A grieving mother makes a spreadsheet of everyone she’s lost. A professor develops a troubled intimacy with her hairdresser. And every year, a restless woman receives an email from a strange man twice her age and several states away. In Yiyun Li’s stories, people strive for an ordinary existence until doing so becomes unsustainable, until the surface cracks and grand mysterious forces – death, violence, estrangement – come to light. And even everyday life is laden with meaning, studded with indelible details: a filched jar of honey, a mound of wounded ants, a photograph kept hidden for many years, until it must be seen.

Li is a breathtakingly original writer, an alchemist of opposites: tender and unsentimental, metaphysical and blunt, funny and horrifying, omniscient and yet acutely aware of just how much we cannot know. Beloved for her novels and memoirs, she returns here to her earliest form, gathering short stories and a remarkable novella never before published in the UK. Taken together, the stories in Wednesday's Child articulate the true cost of living with all Li’s trademark unnerving beauty and searing wisdom.

Review

The stories may be described as short but each one is varied and rich in content and writing.

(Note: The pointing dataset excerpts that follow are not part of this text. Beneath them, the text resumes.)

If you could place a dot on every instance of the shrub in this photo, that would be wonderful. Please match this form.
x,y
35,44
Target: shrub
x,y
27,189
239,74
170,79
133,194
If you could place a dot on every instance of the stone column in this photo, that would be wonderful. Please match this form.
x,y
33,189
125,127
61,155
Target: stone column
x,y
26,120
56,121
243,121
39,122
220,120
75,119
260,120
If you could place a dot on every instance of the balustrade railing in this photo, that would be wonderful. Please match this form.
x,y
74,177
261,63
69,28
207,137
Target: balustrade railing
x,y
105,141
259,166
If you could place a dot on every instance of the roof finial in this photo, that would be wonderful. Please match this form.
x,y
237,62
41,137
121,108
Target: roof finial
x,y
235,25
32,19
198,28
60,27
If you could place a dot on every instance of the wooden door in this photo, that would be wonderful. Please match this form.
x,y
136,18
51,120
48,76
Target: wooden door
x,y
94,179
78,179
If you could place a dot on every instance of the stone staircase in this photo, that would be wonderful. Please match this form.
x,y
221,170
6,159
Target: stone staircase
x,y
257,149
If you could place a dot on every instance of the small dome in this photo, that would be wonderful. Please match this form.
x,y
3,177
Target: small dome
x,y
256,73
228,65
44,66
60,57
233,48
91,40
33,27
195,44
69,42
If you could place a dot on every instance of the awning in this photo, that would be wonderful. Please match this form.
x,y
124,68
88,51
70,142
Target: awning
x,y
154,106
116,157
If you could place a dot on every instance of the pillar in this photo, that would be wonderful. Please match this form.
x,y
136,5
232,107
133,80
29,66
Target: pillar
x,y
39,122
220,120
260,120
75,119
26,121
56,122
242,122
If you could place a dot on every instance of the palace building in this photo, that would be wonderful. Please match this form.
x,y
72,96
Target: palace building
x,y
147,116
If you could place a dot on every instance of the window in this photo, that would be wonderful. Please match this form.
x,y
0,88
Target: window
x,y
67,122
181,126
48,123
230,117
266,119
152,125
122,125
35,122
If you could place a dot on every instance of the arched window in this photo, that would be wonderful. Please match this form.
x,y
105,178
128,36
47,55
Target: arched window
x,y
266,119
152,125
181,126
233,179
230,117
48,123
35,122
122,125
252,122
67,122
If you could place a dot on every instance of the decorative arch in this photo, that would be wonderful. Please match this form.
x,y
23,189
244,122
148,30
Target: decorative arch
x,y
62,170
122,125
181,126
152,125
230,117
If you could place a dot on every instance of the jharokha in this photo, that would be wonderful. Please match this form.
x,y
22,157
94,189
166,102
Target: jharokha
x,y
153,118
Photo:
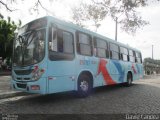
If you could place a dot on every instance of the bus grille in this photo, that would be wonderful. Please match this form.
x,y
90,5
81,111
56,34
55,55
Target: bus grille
x,y
19,85
23,72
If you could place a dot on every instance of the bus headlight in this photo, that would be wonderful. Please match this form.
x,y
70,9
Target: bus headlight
x,y
37,74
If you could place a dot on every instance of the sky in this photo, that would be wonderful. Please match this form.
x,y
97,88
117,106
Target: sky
x,y
143,40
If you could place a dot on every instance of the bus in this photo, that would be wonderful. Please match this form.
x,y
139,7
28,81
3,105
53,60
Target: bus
x,y
51,56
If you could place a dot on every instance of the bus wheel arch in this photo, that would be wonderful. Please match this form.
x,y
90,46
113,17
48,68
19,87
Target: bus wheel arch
x,y
84,84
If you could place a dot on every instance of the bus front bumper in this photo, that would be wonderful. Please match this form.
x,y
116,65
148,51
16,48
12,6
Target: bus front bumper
x,y
38,86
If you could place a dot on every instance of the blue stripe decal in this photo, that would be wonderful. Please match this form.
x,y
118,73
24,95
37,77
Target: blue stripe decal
x,y
121,72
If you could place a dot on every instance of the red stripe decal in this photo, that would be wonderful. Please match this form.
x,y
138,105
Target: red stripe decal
x,y
106,76
134,70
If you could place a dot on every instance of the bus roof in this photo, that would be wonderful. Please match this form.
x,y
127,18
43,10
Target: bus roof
x,y
78,28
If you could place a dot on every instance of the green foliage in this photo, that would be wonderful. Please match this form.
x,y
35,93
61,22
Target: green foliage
x,y
124,10
7,34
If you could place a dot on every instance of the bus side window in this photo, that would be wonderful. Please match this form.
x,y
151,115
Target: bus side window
x,y
53,39
114,51
131,56
124,53
101,47
84,44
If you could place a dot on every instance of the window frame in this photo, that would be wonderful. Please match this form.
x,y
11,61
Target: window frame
x,y
78,43
113,51
133,56
123,53
95,46
57,55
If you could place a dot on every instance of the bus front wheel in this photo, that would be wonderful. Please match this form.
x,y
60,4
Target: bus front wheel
x,y
84,85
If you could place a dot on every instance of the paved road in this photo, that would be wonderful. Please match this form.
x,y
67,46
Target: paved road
x,y
143,97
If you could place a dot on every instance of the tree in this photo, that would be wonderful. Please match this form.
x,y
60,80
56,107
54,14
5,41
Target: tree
x,y
7,34
123,10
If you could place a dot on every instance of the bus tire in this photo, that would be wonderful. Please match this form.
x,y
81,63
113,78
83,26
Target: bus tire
x,y
84,85
129,80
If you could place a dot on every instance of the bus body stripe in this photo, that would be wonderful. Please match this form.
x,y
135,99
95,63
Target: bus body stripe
x,y
106,76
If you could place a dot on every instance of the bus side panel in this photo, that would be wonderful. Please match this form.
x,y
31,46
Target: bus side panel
x,y
137,70
61,76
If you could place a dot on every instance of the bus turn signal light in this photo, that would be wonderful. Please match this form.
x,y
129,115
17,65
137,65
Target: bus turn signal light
x,y
35,87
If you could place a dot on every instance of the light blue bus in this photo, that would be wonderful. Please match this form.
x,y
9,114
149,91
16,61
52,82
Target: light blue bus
x,y
52,56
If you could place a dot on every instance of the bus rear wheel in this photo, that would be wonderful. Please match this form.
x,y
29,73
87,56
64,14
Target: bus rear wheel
x,y
129,80
84,86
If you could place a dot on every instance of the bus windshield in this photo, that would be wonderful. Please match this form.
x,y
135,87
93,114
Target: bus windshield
x,y
29,48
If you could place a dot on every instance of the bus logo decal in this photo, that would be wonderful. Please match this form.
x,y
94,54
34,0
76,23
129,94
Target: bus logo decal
x,y
120,71
106,76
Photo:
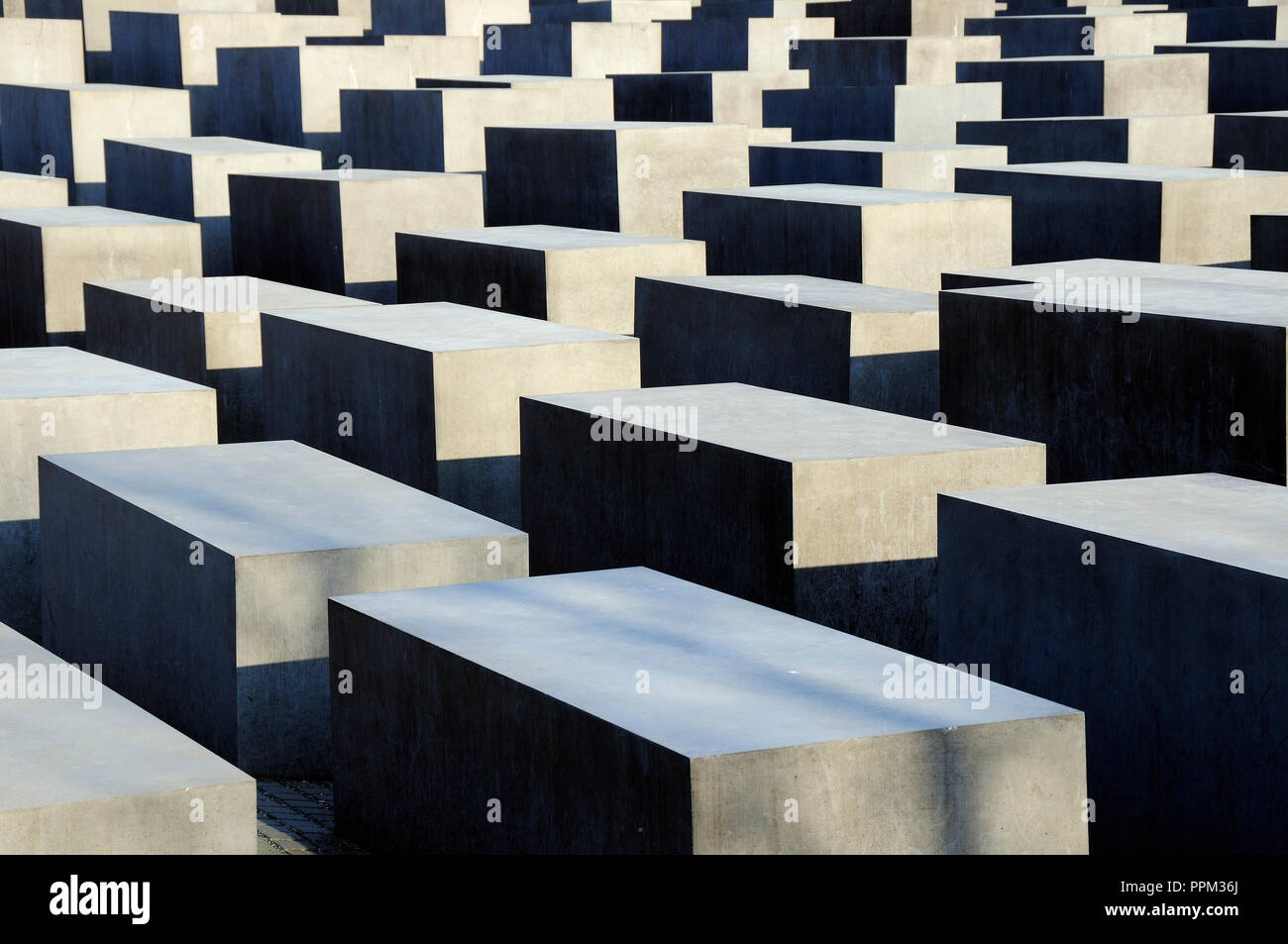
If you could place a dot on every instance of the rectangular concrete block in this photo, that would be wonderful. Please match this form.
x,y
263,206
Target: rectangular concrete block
x,y
1122,374
621,175
1183,717
1257,141
59,129
1051,85
900,165
583,50
842,496
47,254
88,773
748,713
187,179
1112,33
1245,75
429,394
719,97
580,277
890,59
31,189
442,129
1270,241
214,563
919,114
844,342
60,399
334,230
1181,141
290,94
204,330
897,239
1081,209
42,51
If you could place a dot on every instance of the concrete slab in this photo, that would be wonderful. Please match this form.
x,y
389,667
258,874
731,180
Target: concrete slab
x,y
187,179
47,254
1090,365
215,563
31,189
59,129
205,330
844,496
93,775
60,399
442,129
900,165
1076,209
42,51
581,277
621,175
897,239
436,400
844,342
334,230
1128,633
1052,85
1181,141
629,725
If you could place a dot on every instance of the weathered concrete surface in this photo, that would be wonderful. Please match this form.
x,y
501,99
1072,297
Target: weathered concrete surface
x,y
430,391
900,165
206,331
198,578
111,778
334,230
48,253
1051,85
581,277
31,189
1181,141
919,114
40,51
59,129
1080,209
1270,241
187,179
842,496
898,239
844,342
634,712
1170,642
622,175
1122,374
60,399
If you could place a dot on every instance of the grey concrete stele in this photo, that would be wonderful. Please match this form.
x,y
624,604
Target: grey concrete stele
x,y
1158,607
898,239
204,330
626,711
198,578
583,277
47,254
428,394
844,342
89,773
60,399
814,507
1124,368
334,230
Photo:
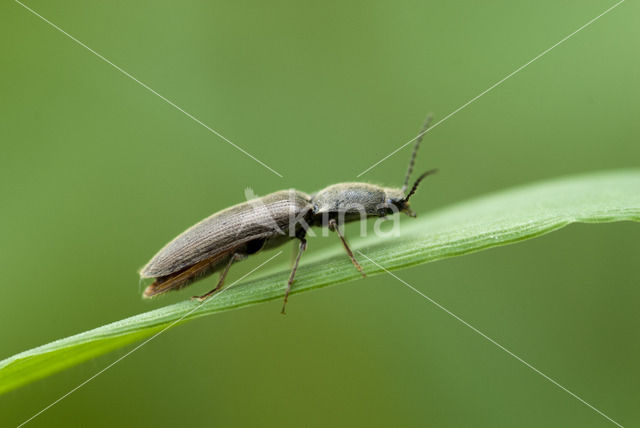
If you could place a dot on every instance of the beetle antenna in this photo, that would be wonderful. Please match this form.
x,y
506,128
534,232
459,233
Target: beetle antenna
x,y
415,185
412,161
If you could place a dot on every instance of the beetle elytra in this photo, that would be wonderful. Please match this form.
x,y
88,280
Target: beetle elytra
x,y
233,234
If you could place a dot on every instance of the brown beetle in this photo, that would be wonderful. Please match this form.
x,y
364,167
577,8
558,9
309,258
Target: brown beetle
x,y
225,237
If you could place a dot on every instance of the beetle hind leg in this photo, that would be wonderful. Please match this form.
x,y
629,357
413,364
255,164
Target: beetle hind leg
x,y
223,275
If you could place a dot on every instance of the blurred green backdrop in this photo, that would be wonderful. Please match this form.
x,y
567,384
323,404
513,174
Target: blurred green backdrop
x,y
97,173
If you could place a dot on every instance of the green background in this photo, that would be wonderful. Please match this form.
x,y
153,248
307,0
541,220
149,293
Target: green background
x,y
97,173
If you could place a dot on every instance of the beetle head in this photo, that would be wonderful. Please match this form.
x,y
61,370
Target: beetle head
x,y
397,197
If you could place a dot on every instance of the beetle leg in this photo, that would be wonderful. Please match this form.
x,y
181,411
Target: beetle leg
x,y
303,246
223,275
333,225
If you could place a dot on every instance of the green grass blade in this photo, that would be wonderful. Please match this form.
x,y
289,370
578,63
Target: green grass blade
x,y
486,222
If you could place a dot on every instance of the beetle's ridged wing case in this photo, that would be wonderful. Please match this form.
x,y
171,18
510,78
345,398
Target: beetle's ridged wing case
x,y
259,218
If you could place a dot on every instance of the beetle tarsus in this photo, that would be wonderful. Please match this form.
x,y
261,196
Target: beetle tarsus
x,y
303,246
333,225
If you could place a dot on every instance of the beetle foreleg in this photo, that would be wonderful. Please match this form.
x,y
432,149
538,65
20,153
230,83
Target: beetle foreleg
x,y
223,275
303,246
333,225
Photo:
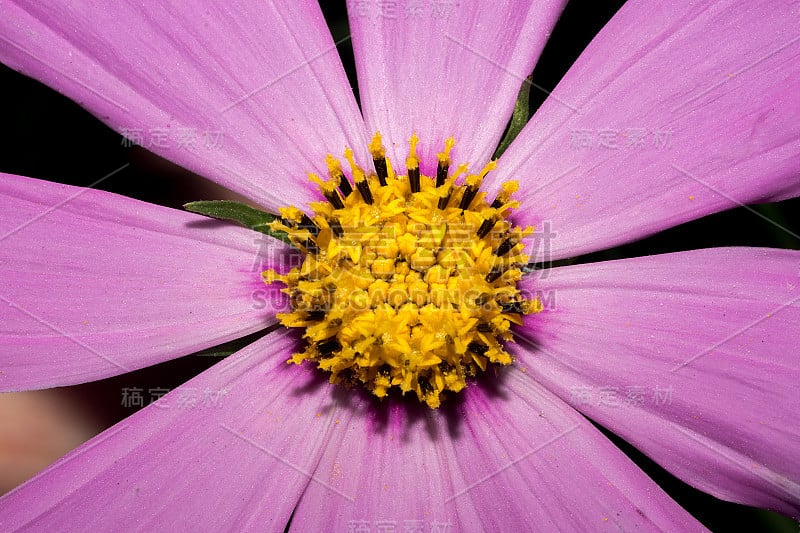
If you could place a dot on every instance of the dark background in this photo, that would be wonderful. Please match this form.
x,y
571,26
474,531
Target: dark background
x,y
47,136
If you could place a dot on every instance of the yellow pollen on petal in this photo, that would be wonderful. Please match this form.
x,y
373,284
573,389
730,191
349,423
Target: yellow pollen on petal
x,y
408,284
444,155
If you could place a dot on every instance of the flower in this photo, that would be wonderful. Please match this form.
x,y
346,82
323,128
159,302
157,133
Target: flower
x,y
684,355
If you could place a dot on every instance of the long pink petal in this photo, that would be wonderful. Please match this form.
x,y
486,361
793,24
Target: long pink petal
x,y
93,284
692,357
686,109
511,457
441,69
249,94
231,450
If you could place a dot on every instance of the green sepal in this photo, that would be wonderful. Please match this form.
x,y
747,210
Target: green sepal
x,y
520,117
247,216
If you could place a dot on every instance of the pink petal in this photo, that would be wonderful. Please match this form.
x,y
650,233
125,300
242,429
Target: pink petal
x,y
230,450
692,357
712,87
511,458
95,284
441,69
249,94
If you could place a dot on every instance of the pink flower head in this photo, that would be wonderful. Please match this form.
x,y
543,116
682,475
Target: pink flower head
x,y
673,112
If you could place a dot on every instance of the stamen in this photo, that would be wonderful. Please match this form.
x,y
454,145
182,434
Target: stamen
x,y
444,161
444,200
328,189
412,164
486,227
494,274
505,247
379,158
363,188
336,227
389,303
337,176
504,197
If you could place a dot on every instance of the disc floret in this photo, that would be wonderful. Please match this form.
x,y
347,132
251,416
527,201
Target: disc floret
x,y
408,281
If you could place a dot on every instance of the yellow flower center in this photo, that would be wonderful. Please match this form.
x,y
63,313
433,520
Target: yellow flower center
x,y
408,281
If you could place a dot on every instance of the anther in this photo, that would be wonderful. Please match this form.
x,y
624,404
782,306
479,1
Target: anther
x,y
478,348
471,189
413,179
337,176
328,347
509,188
444,200
315,316
444,161
336,227
412,164
379,158
334,198
514,307
308,224
486,227
505,247
495,273
366,193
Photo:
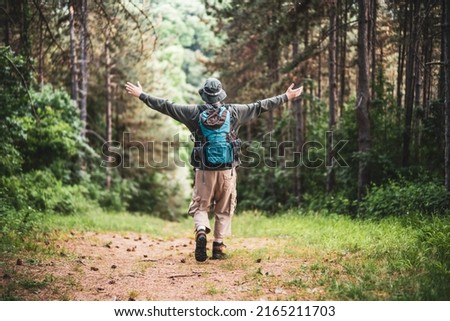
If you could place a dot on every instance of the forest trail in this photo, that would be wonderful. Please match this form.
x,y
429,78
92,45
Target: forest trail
x,y
108,267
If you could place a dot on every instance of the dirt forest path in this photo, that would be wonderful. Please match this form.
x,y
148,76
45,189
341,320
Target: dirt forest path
x,y
107,266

I found I had to take my time to read these stories. I couldn't finish one and start the next straightaway as there was so much depth to the writing that the story lingered with me. It made it impossible for me to concentrate on another story so soon afterwards.

Each story has a twist of sorts. Some unexpected and even comical. My favourite was about a lady in her late 80s who had only recently stopped ice skating. She had a live in carer and the two of them began to discover so much about each other.

The writing is quite extraordinary and unlike anything I have read before. Each story stands alone and is not connected by characters but at the same time there is a bond with each story.

I'm giving this book 4 out of 5 stars. My thanks to netgalley for the ARC to review.